One of the most reliable means of achieving financial independence is dividend-growth investing, although it does require considerable patience and discipline. An important secret to successful dividend investing is to select those companies with solid dividend-payment histories and a string of regular dividend hikes.
Typically, such companies have wide economic moats and produce goods or services that rarely, if ever, experience any significant change in demand. One industry that meets all of these criteria and more is the electric utilities industry.
You see, not only does demand for electricity remain constant because it’s an important component that powers our modern lives, but the electric utility industry has a wide multifaceted economic moat. This protects the competitive advantage of industry participants and, in tandem with the inelastic demand for electricity, almost guarantees earnings growth.
In turn, this allows those companies operating in the industry to reward loyal investors with regular dividend hikes. Two industry participants that stand out because of their dividend-payment histories are Canadian Utilities Ltd. (TSX:CU) and Fortis Inc. (TSX:FTS).
Both companies have hiked their dividend virtually every year since inception, giving investors 43 straight years of dividend growth. This is an impressive record that virtually no other Canadian company can match. While both have modest yields of 3% and 4%, respectively, their dividends have grown at an remarkable rate. Canadian Utilities dividend has a compound annual growth rate of 7% since inception, while Fortis’ is 6%.
These rates of growth are far higher than the returns that other purportedly safer income-focused investments, such as government bonds or cash, have generated over the same period.

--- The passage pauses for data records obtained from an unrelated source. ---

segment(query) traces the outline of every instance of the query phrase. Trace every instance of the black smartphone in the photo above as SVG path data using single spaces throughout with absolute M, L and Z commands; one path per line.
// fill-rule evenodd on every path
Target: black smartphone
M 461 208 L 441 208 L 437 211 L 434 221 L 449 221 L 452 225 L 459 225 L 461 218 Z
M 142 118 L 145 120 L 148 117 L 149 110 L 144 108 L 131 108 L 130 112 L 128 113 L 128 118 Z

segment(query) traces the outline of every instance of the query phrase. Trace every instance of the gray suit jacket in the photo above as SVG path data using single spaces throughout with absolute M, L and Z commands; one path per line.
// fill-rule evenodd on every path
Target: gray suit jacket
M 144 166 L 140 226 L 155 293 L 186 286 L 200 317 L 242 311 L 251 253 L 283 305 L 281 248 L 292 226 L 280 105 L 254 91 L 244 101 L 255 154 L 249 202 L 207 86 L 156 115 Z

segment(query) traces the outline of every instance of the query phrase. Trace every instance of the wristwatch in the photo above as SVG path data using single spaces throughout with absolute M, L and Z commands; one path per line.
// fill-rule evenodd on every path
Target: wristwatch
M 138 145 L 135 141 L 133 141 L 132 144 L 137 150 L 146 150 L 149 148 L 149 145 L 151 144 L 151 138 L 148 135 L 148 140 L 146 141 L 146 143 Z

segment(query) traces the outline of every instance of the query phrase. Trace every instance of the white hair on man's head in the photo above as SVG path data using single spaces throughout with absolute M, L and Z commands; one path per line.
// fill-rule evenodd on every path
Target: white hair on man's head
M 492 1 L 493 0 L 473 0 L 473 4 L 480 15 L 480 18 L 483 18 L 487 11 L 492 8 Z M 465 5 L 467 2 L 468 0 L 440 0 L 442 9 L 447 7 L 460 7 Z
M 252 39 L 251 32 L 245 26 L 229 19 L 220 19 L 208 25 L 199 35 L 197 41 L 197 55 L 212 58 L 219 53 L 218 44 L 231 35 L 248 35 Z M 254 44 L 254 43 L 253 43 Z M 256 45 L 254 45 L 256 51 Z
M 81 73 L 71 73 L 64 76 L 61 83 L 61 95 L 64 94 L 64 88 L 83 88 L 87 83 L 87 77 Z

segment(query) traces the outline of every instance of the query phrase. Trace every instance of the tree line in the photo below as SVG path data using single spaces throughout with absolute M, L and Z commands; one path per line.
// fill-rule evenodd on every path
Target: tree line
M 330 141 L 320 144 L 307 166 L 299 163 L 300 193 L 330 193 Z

So, what is the secret that allows Canadian Utilities and Fortis to consistently grow their dividends?
The key attribute that allows this is the wide multifaceted economic moat that they both possess. This moat is created by a combination of steep regulatory barriers to entering the industry, coupled with the significant capital investment required to acquire and develop the necessary assets. These characteristics protect their competitive advantage, and along with the growing demand for electricity, will help to propel their earnings higher.

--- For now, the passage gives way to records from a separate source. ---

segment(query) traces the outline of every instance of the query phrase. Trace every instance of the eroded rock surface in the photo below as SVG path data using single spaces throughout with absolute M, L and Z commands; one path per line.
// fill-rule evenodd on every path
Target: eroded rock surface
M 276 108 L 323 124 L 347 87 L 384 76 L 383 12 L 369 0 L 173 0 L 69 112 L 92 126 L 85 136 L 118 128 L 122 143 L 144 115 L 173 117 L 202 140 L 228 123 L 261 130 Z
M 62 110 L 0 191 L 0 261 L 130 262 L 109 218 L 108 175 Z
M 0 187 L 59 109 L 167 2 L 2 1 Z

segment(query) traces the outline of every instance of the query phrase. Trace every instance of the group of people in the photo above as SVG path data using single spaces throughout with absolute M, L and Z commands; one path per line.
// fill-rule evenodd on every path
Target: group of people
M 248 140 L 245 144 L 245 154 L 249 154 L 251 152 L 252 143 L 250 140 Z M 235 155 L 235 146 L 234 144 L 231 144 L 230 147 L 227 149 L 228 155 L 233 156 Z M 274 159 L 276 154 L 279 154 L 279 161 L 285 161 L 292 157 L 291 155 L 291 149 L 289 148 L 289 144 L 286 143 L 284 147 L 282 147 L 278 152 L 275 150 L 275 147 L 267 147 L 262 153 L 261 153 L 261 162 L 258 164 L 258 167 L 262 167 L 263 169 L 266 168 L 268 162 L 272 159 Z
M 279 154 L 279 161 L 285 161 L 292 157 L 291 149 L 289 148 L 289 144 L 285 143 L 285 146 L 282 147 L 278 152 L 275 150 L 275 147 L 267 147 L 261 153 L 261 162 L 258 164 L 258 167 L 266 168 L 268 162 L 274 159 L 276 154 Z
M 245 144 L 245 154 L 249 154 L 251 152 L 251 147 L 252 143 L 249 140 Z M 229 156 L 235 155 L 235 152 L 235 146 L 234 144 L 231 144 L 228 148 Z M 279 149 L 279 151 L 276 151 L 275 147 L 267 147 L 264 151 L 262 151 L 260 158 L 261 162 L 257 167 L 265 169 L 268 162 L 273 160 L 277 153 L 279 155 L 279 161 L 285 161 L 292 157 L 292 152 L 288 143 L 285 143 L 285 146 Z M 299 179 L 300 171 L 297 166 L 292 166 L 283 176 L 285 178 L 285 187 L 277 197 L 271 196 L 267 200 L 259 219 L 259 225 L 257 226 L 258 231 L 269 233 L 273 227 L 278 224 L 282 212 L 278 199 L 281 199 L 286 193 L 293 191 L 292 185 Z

This can be seen from Fortis’ first quarter 2015 results, where net earnings shot up an impressive 61% year over year. Canadian Utilities performance was not as impressive for that period. Its net earnings plunged by 19%, primarily because of planned maintenance outages and cost blowouts. This highlights that like any investment, even electric utilities, despite their defensive nature, are not risk free.

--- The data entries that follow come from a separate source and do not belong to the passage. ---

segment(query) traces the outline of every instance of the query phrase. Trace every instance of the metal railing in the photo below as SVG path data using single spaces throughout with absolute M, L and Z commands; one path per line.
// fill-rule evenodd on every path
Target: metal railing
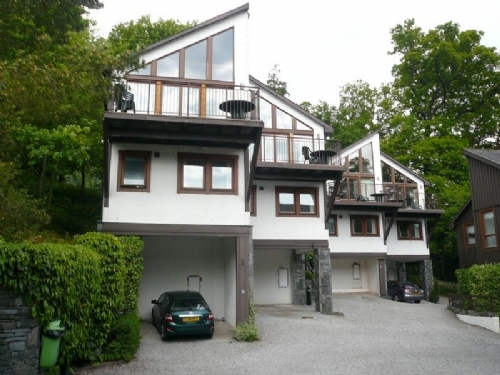
M 333 151 L 332 156 L 325 157 L 320 164 L 342 165 L 340 155 L 341 144 L 335 140 L 324 140 L 312 136 L 290 136 L 263 134 L 260 143 L 259 161 L 269 163 L 308 164 L 307 155 L 315 151 Z
M 500 300 L 493 296 L 450 294 L 448 296 L 448 306 L 477 312 L 500 312 Z
M 245 101 L 245 119 L 259 120 L 259 89 L 250 86 L 207 86 L 195 83 L 129 81 L 127 92 L 134 95 L 135 113 L 163 116 L 231 118 L 220 105 L 229 100 Z M 116 102 L 116 101 L 115 101 Z M 116 105 L 108 110 L 120 110 Z
M 403 208 L 408 209 L 439 209 L 442 207 L 436 194 L 421 194 L 414 185 L 359 182 L 362 179 L 349 177 L 349 181 L 342 181 L 335 199 L 400 203 Z M 330 194 L 333 193 L 333 188 L 334 184 L 330 183 L 328 189 Z

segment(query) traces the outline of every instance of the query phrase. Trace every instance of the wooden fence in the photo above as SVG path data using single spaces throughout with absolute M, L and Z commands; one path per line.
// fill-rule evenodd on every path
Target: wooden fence
M 448 305 L 455 309 L 474 310 L 477 312 L 500 311 L 500 300 L 497 297 L 450 294 L 448 298 Z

A growing population and an even greater dependence on modern electronics for business and entertainment can only drive higher demand for electricity. When this is coupled with Canadian Utilities and Fortis’ high quality regulated electric assets and wide economic moats, earnings growth is virtually guaranteed. This will allow both companies to continue rewarding investors with regular dividend hikes, which makes them a core holding in any dividend-growth portfolio.